Bricks material test (with some displacement)
http://img256.imageshack.us/img256/3865/prueba172uy4.jpg

Today i’ll start the mini documentation of the scene, hopefully in a couple of days finally i’ll be able to post the .blend :slight_smile:

That wood looks smashing :slight_smile:

However, the bricks, not so much… I know it is’nt your fault tho, Blender’s displacement could use some work… All in good time!

If you want to bother though, you could paint up/post pro the heck out of your brick texture, and create your own displacement map. It’d be more work, but you’d get much more realistic results.

i think you should email it to : http://www.blender-materials.org/
it would be an awesome setup for this website :slight_smile:
great work :smiley:

Completely agree, Blender’s displacement need some serious work, is a headache :mad:

Thanks, that’s one of the ideas, :slight_smile:

Well, if you use the same brick texture like in this case you won’t get the desired, realistic effect keeping in mind that the displacement is based on the equivalent grayscale values. Try using a separate texture for the displacement.

Hi recicledTrash… of course i used a custom created map based on grayscale values! otherwise it would be impossible in this case to have a good displacement…

But i had to try a lot of times to get the effect, i had to blur a lot the map and change the value of displacement everytime i changed the blur!.. in miy experiences with Max, this is a lot easier and intuitive.

Anybody know of any other way to get bubbles in transparent fluid or glass?

I love the design of the object… very cool… how did you model it… plus nice textures you’ve got rendering there…

Thanks kirado, i modeled the object from an icosphere…

Textures and material setup are the purpose of the scene :slight_smile:

Oh, and i’m working on a nice update of the scene, nothing very exiting, just some topology fixes and stuff like that… in a couple of weeks i’ll post the news and the files.

Looks very nice for testing materials.
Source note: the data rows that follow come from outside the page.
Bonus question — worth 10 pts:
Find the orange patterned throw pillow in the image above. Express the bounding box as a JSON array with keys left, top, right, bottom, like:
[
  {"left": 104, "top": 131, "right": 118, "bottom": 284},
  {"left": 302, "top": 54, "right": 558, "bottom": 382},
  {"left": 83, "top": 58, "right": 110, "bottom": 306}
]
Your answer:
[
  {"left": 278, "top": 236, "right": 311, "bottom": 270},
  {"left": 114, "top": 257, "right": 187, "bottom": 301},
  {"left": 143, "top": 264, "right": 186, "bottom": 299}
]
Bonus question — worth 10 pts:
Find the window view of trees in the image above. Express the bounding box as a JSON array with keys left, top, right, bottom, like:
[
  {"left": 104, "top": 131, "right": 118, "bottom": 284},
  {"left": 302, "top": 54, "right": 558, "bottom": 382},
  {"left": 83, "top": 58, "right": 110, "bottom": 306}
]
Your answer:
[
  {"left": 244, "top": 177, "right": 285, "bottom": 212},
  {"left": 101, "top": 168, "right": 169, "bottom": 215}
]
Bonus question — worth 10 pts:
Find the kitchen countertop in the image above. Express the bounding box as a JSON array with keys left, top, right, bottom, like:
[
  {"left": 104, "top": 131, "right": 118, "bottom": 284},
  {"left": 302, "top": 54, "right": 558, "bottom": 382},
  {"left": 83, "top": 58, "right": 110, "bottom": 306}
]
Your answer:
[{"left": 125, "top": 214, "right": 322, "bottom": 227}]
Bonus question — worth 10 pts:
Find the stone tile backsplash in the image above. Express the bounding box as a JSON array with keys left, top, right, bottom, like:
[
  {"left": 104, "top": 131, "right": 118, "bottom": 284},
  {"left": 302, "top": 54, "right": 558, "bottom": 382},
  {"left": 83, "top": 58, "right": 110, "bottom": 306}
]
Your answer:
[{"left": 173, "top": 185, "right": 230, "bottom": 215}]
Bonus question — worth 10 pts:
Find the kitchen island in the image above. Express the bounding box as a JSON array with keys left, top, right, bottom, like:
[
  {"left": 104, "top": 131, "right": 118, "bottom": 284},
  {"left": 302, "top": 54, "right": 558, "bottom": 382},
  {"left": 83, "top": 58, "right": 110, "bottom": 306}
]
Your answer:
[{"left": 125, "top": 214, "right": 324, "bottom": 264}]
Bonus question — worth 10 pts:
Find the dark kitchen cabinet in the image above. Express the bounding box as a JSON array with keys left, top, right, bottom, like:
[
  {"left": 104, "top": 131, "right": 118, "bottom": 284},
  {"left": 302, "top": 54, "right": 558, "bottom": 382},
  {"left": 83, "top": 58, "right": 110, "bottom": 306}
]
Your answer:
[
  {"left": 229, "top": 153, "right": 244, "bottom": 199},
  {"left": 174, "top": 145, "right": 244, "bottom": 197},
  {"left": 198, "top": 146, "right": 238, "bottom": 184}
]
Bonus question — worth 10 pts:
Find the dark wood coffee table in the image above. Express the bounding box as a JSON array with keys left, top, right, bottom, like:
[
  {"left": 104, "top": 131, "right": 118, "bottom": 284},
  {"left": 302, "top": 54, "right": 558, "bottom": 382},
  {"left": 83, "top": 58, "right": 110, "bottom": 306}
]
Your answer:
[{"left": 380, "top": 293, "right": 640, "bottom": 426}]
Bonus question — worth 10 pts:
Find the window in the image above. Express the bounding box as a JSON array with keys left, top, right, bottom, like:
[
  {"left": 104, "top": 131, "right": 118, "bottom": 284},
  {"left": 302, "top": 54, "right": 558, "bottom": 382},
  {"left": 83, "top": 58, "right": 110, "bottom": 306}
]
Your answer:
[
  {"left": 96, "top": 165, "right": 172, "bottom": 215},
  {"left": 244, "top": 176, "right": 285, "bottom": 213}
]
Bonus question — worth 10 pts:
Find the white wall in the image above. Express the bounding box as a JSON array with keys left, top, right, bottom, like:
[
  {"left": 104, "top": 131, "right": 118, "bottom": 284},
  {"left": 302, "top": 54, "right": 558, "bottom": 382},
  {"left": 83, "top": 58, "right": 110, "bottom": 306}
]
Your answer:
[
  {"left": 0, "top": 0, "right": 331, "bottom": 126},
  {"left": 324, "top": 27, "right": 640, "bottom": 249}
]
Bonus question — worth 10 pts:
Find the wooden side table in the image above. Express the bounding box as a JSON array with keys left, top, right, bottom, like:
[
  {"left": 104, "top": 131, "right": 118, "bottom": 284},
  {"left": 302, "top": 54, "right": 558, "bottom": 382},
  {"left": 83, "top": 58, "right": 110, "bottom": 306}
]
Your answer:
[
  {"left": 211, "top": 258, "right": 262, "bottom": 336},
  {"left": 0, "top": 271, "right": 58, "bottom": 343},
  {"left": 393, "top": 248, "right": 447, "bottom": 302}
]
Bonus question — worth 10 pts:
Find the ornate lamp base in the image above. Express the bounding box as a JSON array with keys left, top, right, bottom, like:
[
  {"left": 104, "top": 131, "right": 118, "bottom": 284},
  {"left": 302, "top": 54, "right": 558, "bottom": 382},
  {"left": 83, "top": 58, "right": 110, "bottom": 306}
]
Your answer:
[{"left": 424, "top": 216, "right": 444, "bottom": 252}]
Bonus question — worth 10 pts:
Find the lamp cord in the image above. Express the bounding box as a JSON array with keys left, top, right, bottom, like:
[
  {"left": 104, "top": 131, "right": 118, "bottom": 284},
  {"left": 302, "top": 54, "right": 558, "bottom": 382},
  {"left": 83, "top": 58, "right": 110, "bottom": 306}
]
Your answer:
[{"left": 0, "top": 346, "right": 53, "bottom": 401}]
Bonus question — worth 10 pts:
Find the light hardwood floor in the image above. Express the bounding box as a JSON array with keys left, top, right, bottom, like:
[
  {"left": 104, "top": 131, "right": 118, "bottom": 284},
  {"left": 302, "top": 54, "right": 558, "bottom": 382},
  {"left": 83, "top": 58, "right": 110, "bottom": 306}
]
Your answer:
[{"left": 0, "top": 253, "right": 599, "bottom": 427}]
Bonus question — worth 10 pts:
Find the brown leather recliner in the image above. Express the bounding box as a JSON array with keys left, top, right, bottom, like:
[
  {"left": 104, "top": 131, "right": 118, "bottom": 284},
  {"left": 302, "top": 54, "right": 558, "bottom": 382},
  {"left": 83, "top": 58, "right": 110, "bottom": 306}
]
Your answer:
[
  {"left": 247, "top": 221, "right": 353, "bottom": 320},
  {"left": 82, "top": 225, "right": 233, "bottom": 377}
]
For a while I’ve been thinking it would be nice a couple of scenes more to preview materials. And the other day when Blendernation posted this PDF where Suzanne appears, I did like the test mesh for fluids (page 8), and is also nice the mesh for fabrics (page 13) although it could be better with a freezed Blender cloth simulation.

.

I saw that pdf and the fluids scene is very cool… the fabrics one not so much…

Personally i don’t use many scenes for material testing, in general, this scene could be used to test fluids and fabrics materials too (that’s the reason for bubbles and the SSS-bar)… but who knows, in the future maybe i could create a nice fluids material test scene and a cloth one.

I agree that the raytracer is pretty slow - but they are aware of it.
it is just not that easy to clean up.

I was told by one dev that they are looking into it soon.

yep, that’s right cekuhnen… i’m awared about raytracer works…i’m up to date with blender news and very thankful for developers work :slight_smile:

Wouldn’t it be useful if the model was unwrapped, ready to be UVmapped or baked?